The girl appeared to understand me, and, reassured, walked on, Wyatt lopping sullenly along beside her. I did not choose to have a fellow of his stamp, and in his present mood, walking behind me.

Nothing was said that I heard for about a mile and a half, when Wyatt, with a snarling "good-night" to the girl, turned off by a path on the left, and was quickly out of sight.

"I am not very far from home now, sir," said the young woman, hesitatingly. She thought, perhaps, that I might leave her, now Wyatt had disappeared.

"Pray go on, then," I said; "I will see you safe there, though somewhat pressed for time."

We walked side by side, and after awhile she said in a low tone, and with still downcast eyes: "My mother lived servant in your family once, sir."
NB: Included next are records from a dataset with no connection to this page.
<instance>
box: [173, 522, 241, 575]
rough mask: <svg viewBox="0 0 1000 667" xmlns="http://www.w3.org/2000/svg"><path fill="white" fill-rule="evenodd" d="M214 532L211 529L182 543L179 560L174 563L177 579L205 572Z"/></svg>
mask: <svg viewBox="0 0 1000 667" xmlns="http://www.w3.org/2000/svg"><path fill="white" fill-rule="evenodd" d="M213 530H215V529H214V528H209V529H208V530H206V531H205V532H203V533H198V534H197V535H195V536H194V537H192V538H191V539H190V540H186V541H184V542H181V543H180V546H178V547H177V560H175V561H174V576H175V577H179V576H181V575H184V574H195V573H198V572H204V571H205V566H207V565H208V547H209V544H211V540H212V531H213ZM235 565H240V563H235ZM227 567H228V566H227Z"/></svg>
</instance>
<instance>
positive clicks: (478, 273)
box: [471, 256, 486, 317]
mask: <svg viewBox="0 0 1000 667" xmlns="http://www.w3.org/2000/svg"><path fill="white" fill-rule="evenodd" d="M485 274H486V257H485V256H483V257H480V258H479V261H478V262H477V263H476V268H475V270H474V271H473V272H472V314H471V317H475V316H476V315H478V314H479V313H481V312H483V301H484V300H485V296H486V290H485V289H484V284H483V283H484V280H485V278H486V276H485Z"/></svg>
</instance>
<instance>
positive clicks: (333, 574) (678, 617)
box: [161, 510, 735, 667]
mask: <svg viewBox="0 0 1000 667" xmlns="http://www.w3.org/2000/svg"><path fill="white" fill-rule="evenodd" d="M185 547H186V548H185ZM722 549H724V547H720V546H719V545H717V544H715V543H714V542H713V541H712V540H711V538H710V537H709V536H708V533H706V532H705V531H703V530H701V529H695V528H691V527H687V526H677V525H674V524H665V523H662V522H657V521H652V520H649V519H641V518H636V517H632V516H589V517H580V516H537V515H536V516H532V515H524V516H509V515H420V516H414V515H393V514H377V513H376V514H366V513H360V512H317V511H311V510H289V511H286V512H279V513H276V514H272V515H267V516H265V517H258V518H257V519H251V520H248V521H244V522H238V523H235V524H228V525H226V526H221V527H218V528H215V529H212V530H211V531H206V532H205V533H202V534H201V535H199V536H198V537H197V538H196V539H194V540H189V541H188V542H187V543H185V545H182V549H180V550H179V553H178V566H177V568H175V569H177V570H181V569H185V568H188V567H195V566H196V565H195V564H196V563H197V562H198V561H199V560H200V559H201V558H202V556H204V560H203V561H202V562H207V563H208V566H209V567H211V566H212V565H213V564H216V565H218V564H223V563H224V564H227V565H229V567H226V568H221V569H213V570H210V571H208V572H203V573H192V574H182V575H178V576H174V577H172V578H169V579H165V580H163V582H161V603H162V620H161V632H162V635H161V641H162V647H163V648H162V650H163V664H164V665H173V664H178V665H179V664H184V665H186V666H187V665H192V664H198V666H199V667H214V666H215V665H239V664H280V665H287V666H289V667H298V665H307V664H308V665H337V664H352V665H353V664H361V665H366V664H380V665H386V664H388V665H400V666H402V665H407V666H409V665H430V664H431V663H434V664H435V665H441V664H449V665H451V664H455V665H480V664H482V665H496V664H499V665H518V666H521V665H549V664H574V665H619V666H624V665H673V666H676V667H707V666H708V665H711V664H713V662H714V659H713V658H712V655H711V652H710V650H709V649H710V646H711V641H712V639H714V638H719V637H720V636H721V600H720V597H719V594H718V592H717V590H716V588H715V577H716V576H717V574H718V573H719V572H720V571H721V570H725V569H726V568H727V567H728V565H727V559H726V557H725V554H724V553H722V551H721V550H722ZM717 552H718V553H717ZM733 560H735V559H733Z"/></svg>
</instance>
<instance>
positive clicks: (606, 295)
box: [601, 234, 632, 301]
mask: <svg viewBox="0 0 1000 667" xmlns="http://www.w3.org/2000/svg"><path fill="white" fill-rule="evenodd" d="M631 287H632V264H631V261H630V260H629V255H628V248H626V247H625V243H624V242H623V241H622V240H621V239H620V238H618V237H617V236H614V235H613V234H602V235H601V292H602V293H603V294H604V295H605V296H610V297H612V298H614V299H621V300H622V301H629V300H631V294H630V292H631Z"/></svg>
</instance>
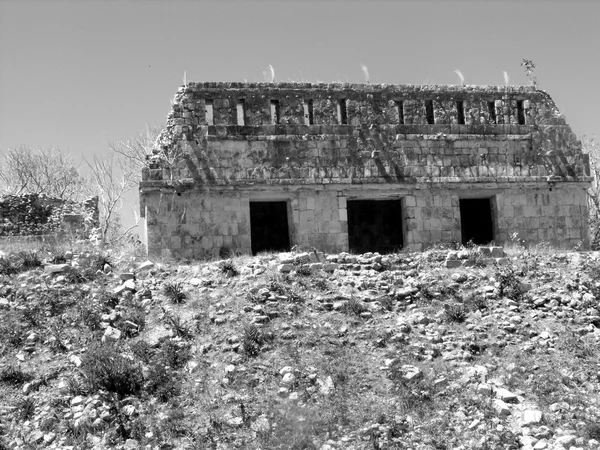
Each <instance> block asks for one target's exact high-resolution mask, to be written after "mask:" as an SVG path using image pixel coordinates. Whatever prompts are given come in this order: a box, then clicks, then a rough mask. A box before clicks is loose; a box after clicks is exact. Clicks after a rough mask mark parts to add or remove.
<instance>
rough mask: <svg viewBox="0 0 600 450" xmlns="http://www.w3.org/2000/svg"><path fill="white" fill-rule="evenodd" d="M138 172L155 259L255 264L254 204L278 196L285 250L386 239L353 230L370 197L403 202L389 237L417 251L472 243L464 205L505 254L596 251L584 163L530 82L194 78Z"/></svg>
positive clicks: (468, 211)
mask: <svg viewBox="0 0 600 450" xmlns="http://www.w3.org/2000/svg"><path fill="white" fill-rule="evenodd" d="M142 175H143V177H142V182H141V184H140V198H141V212H142V215H143V216H145V217H146V224H147V245H148V252H149V253H150V254H161V253H162V254H172V255H173V256H179V257H187V258H204V257H213V256H218V255H219V254H223V251H224V250H227V251H229V250H235V251H240V252H243V253H249V252H251V250H252V248H253V245H252V239H253V236H252V233H253V232H252V231H251V230H252V223H251V208H252V205H253V204H254V202H277V201H279V202H285V204H286V205H287V206H286V209H287V226H288V229H287V233H288V234H289V236H288V238H289V246H294V245H299V246H301V247H307V248H311V247H314V248H316V249H318V250H321V251H325V252H341V251H348V250H352V248H351V242H352V240H353V239H354V242H357V239H358V241H360V240H361V235H360V233H361V232H362V231H353V230H366V231H365V233H367V232H370V234H371V235H374V237H371V238H372V239H375V240H376V239H381V238H380V237H378V236H377V234H378V233H380V231H378V230H380V229H383V228H376V226H375V225H373V226H372V227H371V228H372V229H371V230H370V231H369V228H368V227H369V226H370V225H365V224H362V223H357V224H352V223H350V224H349V220H350V221H351V222H352V221H353V220H354V221H357V220H359V219H355V218H354V217H360V216H356V215H354V216H351V217H350V219H349V213H350V212H351V206H350V205H351V204H354V205H359V206H358V207H357V208H358V209H360V205H367V203H360V201H361V200H362V201H365V200H369V201H372V202H375V203H373V204H375V206H373V207H374V208H376V202H378V201H381V200H396V201H397V202H398V205H399V211H401V213H400V214H401V217H399V218H398V220H397V221H396V220H394V223H393V224H391V225H390V224H388V225H387V228H385V229H386V230H390V229H391V230H392V231H393V232H394V233H395V232H396V231H397V232H398V233H399V235H400V233H401V238H400V239H401V242H402V247H403V248H408V249H411V250H422V249H424V248H426V247H428V246H431V245H434V244H440V243H451V242H461V241H463V242H464V241H465V239H466V238H465V229H466V228H465V227H467V226H468V224H469V223H470V222H472V221H475V222H477V220H479V219H478V217H477V214H474V213H473V212H472V211H471V210H469V209H468V208H467V206H468V200H469V199H485V204H486V205H488V204H489V211H484V212H483V215H486V214H487V215H489V216H491V222H490V225H489V227H490V230H489V236H490V237H491V239H490V240H493V242H494V243H495V244H497V245H504V244H506V243H507V242H508V241H509V240H510V238H511V235H513V234H514V233H518V235H519V238H520V239H523V240H525V241H526V242H528V243H530V244H535V243H542V242H547V243H549V244H551V245H552V246H554V247H557V248H572V247H574V246H576V245H583V246H584V247H585V246H587V245H588V244H589V230H588V210H587V203H586V189H587V188H588V187H589V186H590V183H591V181H592V178H591V177H590V169H589V158H588V155H585V154H583V153H582V151H581V143H580V142H579V141H578V140H577V139H576V137H575V136H574V134H573V132H572V131H571V128H570V127H569V126H568V125H567V124H566V122H565V119H564V117H563V116H562V115H561V114H560V112H559V111H558V109H557V107H556V105H555V104H554V102H553V101H552V99H551V98H550V96H549V95H548V94H547V93H545V92H544V91H541V90H537V89H535V88H534V87H530V86H509V87H505V86H416V85H370V84H369V85H364V84H321V83H319V84H314V83H313V84H311V83H209V82H206V83H189V84H187V85H186V86H183V87H181V88H180V89H179V90H178V92H177V94H176V95H175V99H174V102H173V106H172V110H171V112H170V113H169V116H168V119H167V125H166V128H165V129H164V130H163V132H162V133H161V135H160V136H159V138H158V140H157V142H156V146H155V150H154V155H153V156H152V158H150V159H149V164H148V167H147V168H145V169H144V171H143V174H142ZM352 202H354V203H352ZM379 204H382V203H379ZM478 207H479V206H478ZM486 208H487V207H486ZM355 209H356V208H355ZM374 210H375V209H374ZM378 214H379V213H378ZM381 214H385V211H384V212H382V213H381ZM461 215H462V217H461ZM382 217H384V216H382ZM385 217H387V216H385ZM360 220H361V221H365V222H368V221H369V220H370V218H368V217H366V218H360ZM382 220H383V219H382ZM386 220H387V219H386ZM380 221H381V220H380ZM475 222H474V223H475ZM265 223H268V222H265ZM482 223H483V222H482ZM377 226H383V225H377ZM477 226H479V225H477V224H476V225H475V226H474V228H477ZM484 226H488V225H484ZM361 227H362V228H361ZM390 227H391V228H390ZM394 230H395V231H394ZM356 233H359V234H358V235H357V234H356ZM475 233H477V230H475ZM353 236H354V237H353ZM467 237H468V236H467ZM256 239H258V238H256ZM366 239H367V237H366V234H365V240H366ZM365 242H367V241H365ZM395 242H396V241H395ZM390 245H392V244H390ZM394 245H397V244H394ZM386 248H387V247H386ZM373 250H377V248H375V249H373Z"/></svg>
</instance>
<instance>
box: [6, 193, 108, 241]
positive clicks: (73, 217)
mask: <svg viewBox="0 0 600 450" xmlns="http://www.w3.org/2000/svg"><path fill="white" fill-rule="evenodd" d="M98 224H99V211H98V197H91V198H89V199H87V200H85V201H83V202H75V201H71V200H64V199H62V198H55V197H49V196H47V195H44V194H41V195H38V194H24V195H4V196H0V238H2V237H16V236H19V237H26V236H48V235H54V234H56V235H60V234H68V235H70V236H77V237H80V238H87V237H89V234H90V232H91V230H92V229H93V228H95V227H97V226H98Z"/></svg>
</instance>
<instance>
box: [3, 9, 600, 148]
mask: <svg viewBox="0 0 600 450" xmlns="http://www.w3.org/2000/svg"><path fill="white" fill-rule="evenodd" d="M599 18H600V1H593V0H590V1H576V0H569V1H566V0H565V1H558V0H555V1H550V0H546V1H525V0H521V1H486V0H479V1H475V0H472V1H462V2H459V1H450V0H447V1H442V0H437V1H436V0H422V1H414V2H409V1H387V2H376V1H323V0H321V1H314V2H310V1H275V0H273V1H268V2H258V1H249V0H246V1H227V0H221V1H191V0H188V1H134V0H130V1H117V0H105V1H91V0H87V1H86V0H83V1H75V0H70V1H58V0H45V1H40V2H36V1H30V0H22V1H12V0H0V151H4V150H6V149H7V148H9V147H16V146H19V145H30V146H34V147H37V146H41V147H44V148H47V147H50V146H58V147H60V148H61V149H63V150H70V151H71V152H72V153H74V154H78V155H79V154H80V155H86V156H87V155H91V154H93V153H94V152H97V153H101V152H106V151H107V148H108V145H107V144H108V143H109V142H111V141H118V140H120V139H126V138H127V137H129V136H132V135H134V134H136V133H137V132H139V131H143V129H144V127H145V124H153V125H160V124H163V123H164V122H165V120H166V117H167V114H168V112H169V107H170V102H169V100H170V99H172V98H173V96H174V94H175V92H176V91H177V88H178V87H179V86H180V85H181V84H182V82H183V74H184V72H186V73H187V80H188V81H243V80H248V81H263V71H264V70H266V67H267V66H268V65H269V64H271V65H272V66H273V67H274V69H275V78H276V81H289V80H293V81H323V82H333V81H342V82H343V81H350V82H363V81H364V78H363V75H362V72H361V69H360V65H361V63H362V64H366V65H367V66H368V68H369V72H370V75H371V82H373V83H401V84H402V83H416V84H421V83H427V84H457V83H458V77H457V75H456V74H455V73H454V70H455V69H459V70H460V71H461V72H462V73H463V74H464V77H465V82H466V83H467V84H504V79H503V74H502V72H503V71H507V72H508V74H509V76H510V82H511V84H515V85H519V84H527V83H528V80H527V78H526V77H525V74H524V71H523V68H522V67H520V63H521V60H522V59H523V58H527V59H531V60H533V61H534V62H535V64H536V65H537V69H536V73H537V77H538V84H539V87H540V88H541V89H545V90H547V91H548V93H549V94H550V95H551V96H552V97H553V99H554V100H555V102H556V103H557V105H558V107H559V108H560V110H561V111H562V112H563V113H564V114H565V115H566V118H567V122H568V123H569V124H570V125H571V126H572V127H573V130H574V131H575V133H577V134H578V135H582V134H588V135H594V134H595V135H600V124H599V118H600V114H599V113H598V112H597V107H598V105H600V89H599V88H598V81H599V80H600V61H599V57H598V48H599V47H600V27H599V26H598V20H599Z"/></svg>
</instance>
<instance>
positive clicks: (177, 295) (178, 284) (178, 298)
mask: <svg viewBox="0 0 600 450" xmlns="http://www.w3.org/2000/svg"><path fill="white" fill-rule="evenodd" d="M183 286H184V284H183V281H167V282H166V283H165V284H164V286H163V292H164V294H165V296H166V297H167V299H169V301H170V302H171V303H175V304H180V303H183V302H184V301H185V299H186V294H185V291H184V288H183Z"/></svg>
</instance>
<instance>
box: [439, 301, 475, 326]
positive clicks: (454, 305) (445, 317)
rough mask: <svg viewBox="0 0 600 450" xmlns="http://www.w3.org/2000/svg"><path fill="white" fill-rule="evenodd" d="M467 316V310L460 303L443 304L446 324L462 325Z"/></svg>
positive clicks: (463, 305)
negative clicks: (448, 322)
mask: <svg viewBox="0 0 600 450" xmlns="http://www.w3.org/2000/svg"><path fill="white" fill-rule="evenodd" d="M468 314H469V311H468V309H467V308H466V307H465V306H464V305H461V304H460V303H453V304H444V317H445V319H446V321H447V322H450V323H463V322H464V321H465V320H467V316H468Z"/></svg>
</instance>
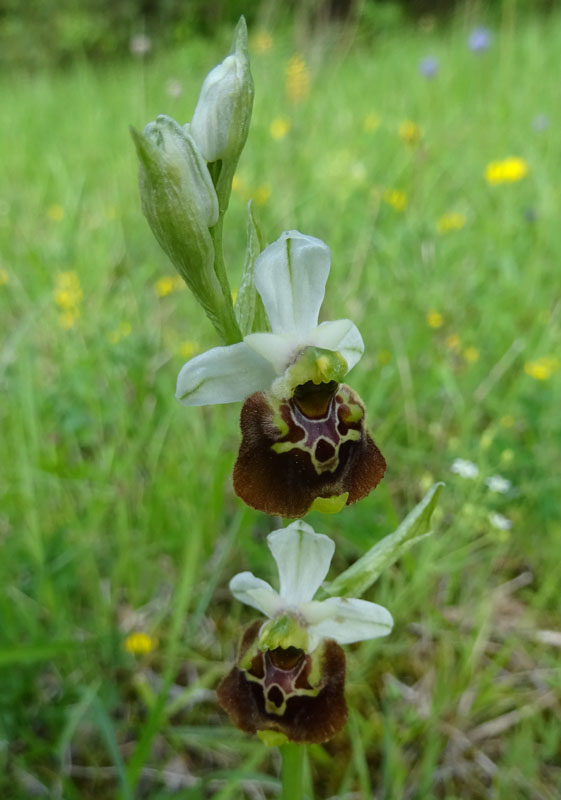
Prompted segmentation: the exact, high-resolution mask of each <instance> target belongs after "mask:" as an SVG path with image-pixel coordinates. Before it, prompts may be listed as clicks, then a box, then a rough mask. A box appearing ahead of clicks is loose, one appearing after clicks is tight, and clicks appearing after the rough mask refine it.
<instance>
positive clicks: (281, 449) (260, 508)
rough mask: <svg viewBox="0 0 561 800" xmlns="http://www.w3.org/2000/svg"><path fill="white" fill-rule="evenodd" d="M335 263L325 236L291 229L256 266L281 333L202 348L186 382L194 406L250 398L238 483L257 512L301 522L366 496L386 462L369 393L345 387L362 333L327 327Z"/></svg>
mask: <svg viewBox="0 0 561 800" xmlns="http://www.w3.org/2000/svg"><path fill="white" fill-rule="evenodd" d="M330 260H331V254H330V250H329V248H328V247H327V245H326V244H324V243H323V242H322V241H320V240H319V239H316V238H314V237H313V236H305V235H304V234H302V233H299V232H298V231H287V232H286V233H283V234H282V236H281V237H280V238H279V239H278V240H277V241H276V242H274V243H273V244H272V245H270V246H269V247H267V248H266V249H265V250H264V251H263V252H262V253H261V254H260V255H259V256H258V258H257V259H256V262H255V285H256V288H257V291H258V292H259V294H260V295H261V298H262V300H263V304H264V307H265V310H266V312H267V316H268V318H269V322H270V324H271V329H272V330H271V332H270V333H269V332H263V333H252V334H249V335H248V336H246V337H245V338H244V340H243V341H242V342H238V343H237V344H233V345H230V346H228V347H215V348H214V349H212V350H209V351H207V352H206V353H202V354H201V355H199V356H197V357H196V358H193V359H192V360H191V361H188V362H187V364H185V366H184V367H183V368H182V370H181V372H180V373H179V377H178V380H177V393H176V396H177V398H178V399H179V400H180V401H181V402H182V403H185V404H186V405H205V404H212V403H232V402H235V401H240V400H244V401H245V402H244V405H243V408H242V413H241V420H240V425H241V429H242V435H243V438H242V443H241V447H240V452H239V455H238V459H237V462H236V466H235V468H234V489H235V491H236V493H237V494H238V495H239V496H240V497H241V498H242V500H244V502H246V503H247V504H248V505H250V506H252V507H253V508H257V509H259V510H261V511H265V512H267V513H269V514H279V515H280V516H283V517H286V518H292V519H294V518H295V517H301V516H303V515H304V514H306V512H307V511H308V510H309V509H310V508H311V507H312V506H314V507H315V508H318V509H319V510H321V511H326V512H330V513H333V512H336V511H339V510H340V509H341V508H342V507H343V506H344V505H345V504H349V503H354V502H356V501H357V500H360V499H361V498H363V497H365V496H366V495H367V494H368V493H369V492H370V491H372V489H374V488H375V486H377V485H378V483H379V482H380V481H381V479H382V478H383V476H384V472H385V468H386V462H385V460H384V457H383V455H382V454H381V452H380V451H379V449H378V448H377V447H376V445H375V444H374V442H373V441H372V438H371V437H370V434H369V433H368V430H367V427H366V410H365V408H364V405H363V403H362V401H361V399H360V397H359V396H358V395H357V394H356V393H355V392H353V390H352V389H351V388H350V387H349V386H346V385H345V384H342V383H341V381H342V379H343V378H344V376H345V375H346V373H347V372H348V371H349V370H350V369H351V368H352V367H353V366H354V365H355V364H356V363H357V361H358V360H359V359H360V357H361V355H362V353H363V350H364V344H363V341H362V337H361V335H360V333H359V331H358V329H357V327H356V325H354V324H353V323H352V322H351V321H350V320H348V319H340V320H335V321H334V322H323V323H321V324H318V316H319V310H320V307H321V304H322V301H323V297H324V294H325V284H326V281H327V276H328V274H329V267H330ZM314 504H315V505H314Z"/></svg>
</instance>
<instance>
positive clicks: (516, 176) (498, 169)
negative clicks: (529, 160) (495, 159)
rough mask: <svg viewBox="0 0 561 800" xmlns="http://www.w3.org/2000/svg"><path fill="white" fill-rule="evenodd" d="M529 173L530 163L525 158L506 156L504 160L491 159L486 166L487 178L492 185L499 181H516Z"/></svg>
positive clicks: (487, 182)
mask: <svg viewBox="0 0 561 800" xmlns="http://www.w3.org/2000/svg"><path fill="white" fill-rule="evenodd" d="M527 174H528V163H527V161H525V160H524V159H523V158H517V157H512V158H504V159H503V160H502V161H491V162H490V163H489V164H487V166H486V167H485V180H486V181H487V183H489V184H491V186H496V185H497V184H499V183H514V182H515V181H520V180H522V178H524V177H525V175H527Z"/></svg>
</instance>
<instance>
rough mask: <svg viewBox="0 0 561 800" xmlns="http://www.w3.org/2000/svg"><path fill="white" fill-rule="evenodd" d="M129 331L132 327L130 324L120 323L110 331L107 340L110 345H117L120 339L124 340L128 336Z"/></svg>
mask: <svg viewBox="0 0 561 800" xmlns="http://www.w3.org/2000/svg"><path fill="white" fill-rule="evenodd" d="M131 331H132V325H131V324H130V322H120V323H119V324H118V325H117V327H116V328H114V329H113V330H112V331H109V333H108V334H107V338H108V340H109V341H110V342H111V344H117V342H120V341H121V339H126V337H127V336H130V334H131Z"/></svg>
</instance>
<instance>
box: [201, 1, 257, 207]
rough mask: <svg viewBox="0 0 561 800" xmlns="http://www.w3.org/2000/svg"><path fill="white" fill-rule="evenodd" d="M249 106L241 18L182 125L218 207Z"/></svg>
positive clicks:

"The deuce! Your name is Ransome, then, I suspect."

"Yes, sir—Mary Ransome." A sad sigh accompanied these words. I pitied the poor girl from my heart, but having nothing very consolatory to suggest, I held my peace.

"There is mother!" she cried in an almost joyful tone. She pointed to a woman standing in the open doorway of a mean dwelling at no great distance, in apparently anxious expectation. Mary Ransome hastened forward, and whispered a few sentences to her mother, who fondly embraced her.

"I am very grateful to you, sir, for seeing Mary safely home. You do not, I daresay remember me?"

"You are greatly changed, I perceive, and not by years alone."